Claim(s) 54-57, 60-67 is/are rejected under 35 U.S.C. 102(a)(2) as being anticipated by Panicker et al (WO 2020/183239, September 2020).
The applied reference has a common assignee and inventor with the instant application. Based upon the earlier effectively filed date of the reference, it constitutes prior art under 35 U.S.C. 102(a)(2). This rejection under 35 U.S.C. 102(a)(2) might be overcome by: (1) a showing under 37 CFR 1.130(a) that the subject matter disclosed in the reference was obtained directly or indirectly from the inventor or a joint inventor of this application and is thus not prior art in accordance with 35 U.S.C. 102(b)(2)(A); (2) a showing under 37 CFR 1.130(b) of a prior public disclosure under 35 U.S.C. 102(b)(2)(B) if the same invention is not being claimed; or (3) a statement pursuant to 35 U.S.C. 102(b)(2)(C) establishing that, not later than the effective filing date of the claimed invention, the subject matter disclosed in the reference and the claimed invention were either owned by the same person or subject to an obligation of assignment to the same person or subject to a joint research agreement.
Concerning claim 54 Panicker teach treatment of cancer and metastases (see paragraphs [0018, 0034]) by administering chitosan-based polyplexes comprising cationic polymer and therapeutic nucleic acid encoding IL-12 and nucleic acid encoding RIG-1 agonist (see paragraphs [0010-0011, 0022]).
Concerning claims 55-57 Panicker teach treatment of bladder cancer (see paragraph [00238, 00260]).
Concerning claim 60 Panicker teach that RIG-1 agonist can be eRNA11a (see paragraph [0019]).
Concerning claims 61-65 Panicker teach that chitosan-based polyplex comprises amino-functionalized chitosan and further comprises a reversible coating comprising one or more polyanion-containing block co-polymers having at least one polyanionic anchor region and at least one hydrophilic tail region (see paragraph [0011]). Amino-functionalized chitosan further comprises arginine and comprises a hydrophilic polyol such as glucose or gluconic acid (see paragraph [0012]).
Concerning claim 66 Panicker teach that nucleic acid encoding IL-12 is of SEQ ID NO: 7 (see paragraph [0016]), which is identical to instant SEQ ID NO: 8.
Concerning claim 67 Panicker teach that administration can be oral (see paragraph [0219]).
Claim Rejections - 35 USC § 103
The following is a quotation of 35 U.S.C. 103 which forms the basis for all obviousness rejections set forth in this Office action:
A patent for a claimed invention may not be obtained, notwithstanding that the claimed invention is not identically disclosed as set forth in section 102, if the differences between the claimed invention and the prior art are such that the claimed invention as a whole would have been obvious before the effective filing date of the claimed invention to a person having ordinary skill in the art to which the claimed invention pertains. Patentability shall not be negated by the manner in which the invention was made.

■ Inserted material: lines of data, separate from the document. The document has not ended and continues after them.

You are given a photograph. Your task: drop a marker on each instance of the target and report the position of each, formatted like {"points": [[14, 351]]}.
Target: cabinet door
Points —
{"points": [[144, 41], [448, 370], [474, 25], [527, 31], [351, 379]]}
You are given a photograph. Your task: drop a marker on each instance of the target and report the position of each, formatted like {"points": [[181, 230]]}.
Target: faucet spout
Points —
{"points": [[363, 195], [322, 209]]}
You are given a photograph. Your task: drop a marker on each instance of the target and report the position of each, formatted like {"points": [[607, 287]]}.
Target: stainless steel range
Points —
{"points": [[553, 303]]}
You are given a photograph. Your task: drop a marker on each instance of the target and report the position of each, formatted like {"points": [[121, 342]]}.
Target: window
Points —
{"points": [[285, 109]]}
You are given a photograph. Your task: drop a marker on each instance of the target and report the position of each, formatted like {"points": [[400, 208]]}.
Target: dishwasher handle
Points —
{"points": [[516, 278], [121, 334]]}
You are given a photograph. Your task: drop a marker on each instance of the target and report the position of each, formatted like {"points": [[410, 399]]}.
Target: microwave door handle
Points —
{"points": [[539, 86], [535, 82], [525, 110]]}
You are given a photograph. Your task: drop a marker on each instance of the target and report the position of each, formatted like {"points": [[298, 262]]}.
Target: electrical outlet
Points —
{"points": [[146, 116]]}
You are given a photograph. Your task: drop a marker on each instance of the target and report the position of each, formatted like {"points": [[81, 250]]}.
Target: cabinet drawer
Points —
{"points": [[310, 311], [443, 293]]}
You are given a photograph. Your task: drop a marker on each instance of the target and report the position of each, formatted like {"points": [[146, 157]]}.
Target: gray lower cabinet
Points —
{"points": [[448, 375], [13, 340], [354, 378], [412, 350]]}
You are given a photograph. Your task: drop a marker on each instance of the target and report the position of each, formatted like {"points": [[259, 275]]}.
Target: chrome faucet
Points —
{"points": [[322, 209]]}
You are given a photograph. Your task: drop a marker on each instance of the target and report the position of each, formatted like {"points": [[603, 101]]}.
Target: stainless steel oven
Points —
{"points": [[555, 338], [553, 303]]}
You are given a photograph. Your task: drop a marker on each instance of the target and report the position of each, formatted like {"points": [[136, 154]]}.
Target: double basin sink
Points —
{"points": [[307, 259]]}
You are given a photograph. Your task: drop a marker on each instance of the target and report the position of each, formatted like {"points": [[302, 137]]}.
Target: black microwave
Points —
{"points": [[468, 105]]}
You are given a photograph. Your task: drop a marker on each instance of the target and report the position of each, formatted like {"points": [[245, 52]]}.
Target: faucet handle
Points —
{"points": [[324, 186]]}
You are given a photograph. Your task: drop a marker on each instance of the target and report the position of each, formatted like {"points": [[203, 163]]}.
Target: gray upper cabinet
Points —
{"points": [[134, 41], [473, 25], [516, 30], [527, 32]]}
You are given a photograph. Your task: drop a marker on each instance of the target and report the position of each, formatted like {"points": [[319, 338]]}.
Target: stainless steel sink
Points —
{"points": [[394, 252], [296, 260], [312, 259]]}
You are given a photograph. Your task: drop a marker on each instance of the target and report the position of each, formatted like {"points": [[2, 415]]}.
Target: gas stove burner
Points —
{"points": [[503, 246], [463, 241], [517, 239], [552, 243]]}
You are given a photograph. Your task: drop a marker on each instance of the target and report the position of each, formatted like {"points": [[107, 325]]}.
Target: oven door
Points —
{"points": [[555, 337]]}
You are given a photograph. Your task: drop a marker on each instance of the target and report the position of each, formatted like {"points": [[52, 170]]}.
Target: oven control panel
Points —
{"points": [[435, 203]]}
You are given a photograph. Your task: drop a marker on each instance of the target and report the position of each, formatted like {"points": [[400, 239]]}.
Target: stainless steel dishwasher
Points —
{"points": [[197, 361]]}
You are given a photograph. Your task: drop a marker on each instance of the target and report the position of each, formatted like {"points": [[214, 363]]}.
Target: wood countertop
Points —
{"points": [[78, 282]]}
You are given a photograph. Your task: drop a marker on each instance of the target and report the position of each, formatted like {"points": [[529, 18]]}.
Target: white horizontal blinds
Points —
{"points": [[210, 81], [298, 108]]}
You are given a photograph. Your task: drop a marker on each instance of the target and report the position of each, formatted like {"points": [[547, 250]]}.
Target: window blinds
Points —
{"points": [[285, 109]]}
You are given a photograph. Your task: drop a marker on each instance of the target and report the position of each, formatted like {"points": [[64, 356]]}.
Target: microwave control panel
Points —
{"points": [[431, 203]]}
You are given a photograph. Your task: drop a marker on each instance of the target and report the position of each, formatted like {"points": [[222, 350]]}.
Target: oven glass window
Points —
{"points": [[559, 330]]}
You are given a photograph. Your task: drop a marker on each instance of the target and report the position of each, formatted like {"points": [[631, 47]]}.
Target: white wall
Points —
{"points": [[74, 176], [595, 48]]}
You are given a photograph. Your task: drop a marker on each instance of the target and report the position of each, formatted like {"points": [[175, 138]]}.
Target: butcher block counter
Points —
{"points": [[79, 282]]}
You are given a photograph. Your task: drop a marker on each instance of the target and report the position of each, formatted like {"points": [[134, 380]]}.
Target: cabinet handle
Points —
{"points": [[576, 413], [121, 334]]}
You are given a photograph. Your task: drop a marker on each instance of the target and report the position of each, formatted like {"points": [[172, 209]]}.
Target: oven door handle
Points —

This application currently names joint inventors. In considering patentability of the claims the examiner presumes that the subject matter of the various claims was commonly owned as of the effective filing date of the claimed invention(s) absent any evidence to the contrary. Applicant is advised of the obligation under 37 CFR 1.56 to point out the inventor and effective filing dates of each claim that was not commonly owned as of the effective filing date of the later invention in order for the examiner to consider the applicability of 35 U.S.C. 102(b)(2)(C) for any potential 35 U.S.C. 102(a)(2) prior art against the later invention.
Claim(s) 54-65, 67 is/are rejected under 35 U.S.C. 103 as being unpatentable over Ullman et al (WO 2019/199994, October 2019) and in further view of Giesing (US 2019/0060344, February 2019), Chan et al (US 2019/0184006, June 2019), Gao et al (WO 2013/138930, September 2013), Lachelt et al (Chemical Reviews, 2015, 115: 11043-11078).
Ullman teach methods of treatment of cancer and metastases comprising administering to the subject in need thereof a nucleic acid construct encoding IL-12 (see paragraphs [0003, 0008-0010]) and other genes such as PAMP and DAMP, which function through activation of RIG-1 like receptors (see paragraph [0105]). Such nucleic acid construct can be formulated with cationic polymer (see paragraph [0013]) such as polylysine or chitosan (see paragraph [0077]). The cancer to treat can be breast cancer, colon cancer, pancreatic cancer, melanoma, bladder cancer (see paragraphs [0014, 0119]). Metastases can be in the lung (see paragraph [0147]). Administration of the treatment can be oral (see paragraph [0058]).
Ullman do not teach treatment of metastasis at two different sites, or specific RIG-1 agonists such as SLR10 and SLR14, or using amino-functionalized chitosan comprising arginine and gluconic acid, or polyplexes comprising reversible coating comprising polyanion containing block co-polymers having polyanionic anchor region and hydrophilic tail region.
Giesing teaches that bladder cancer can metastasize to two different sites including liver, lung, bone and brain (see paragraph [0050]).
Chan teach methods of treatment of variety of cancers including metastatic cancers (see paragraphs [0141-0143]) by administering RIG-1 agonists (see paragraphs [0028, 0034]) such as SLR10 and SLR14 (see Table 1 on page 7).
Gao teach amino-functionalized chitosan comprising arginine and gluconic acid for gene delivery in vivo (see Abstract), which has increased transfection efficiency (see paragraph [0005]). Gao teach such modified chitosan-nucleic acid polyplexes formation for nucleic acid delivery (see paragraph [0010]).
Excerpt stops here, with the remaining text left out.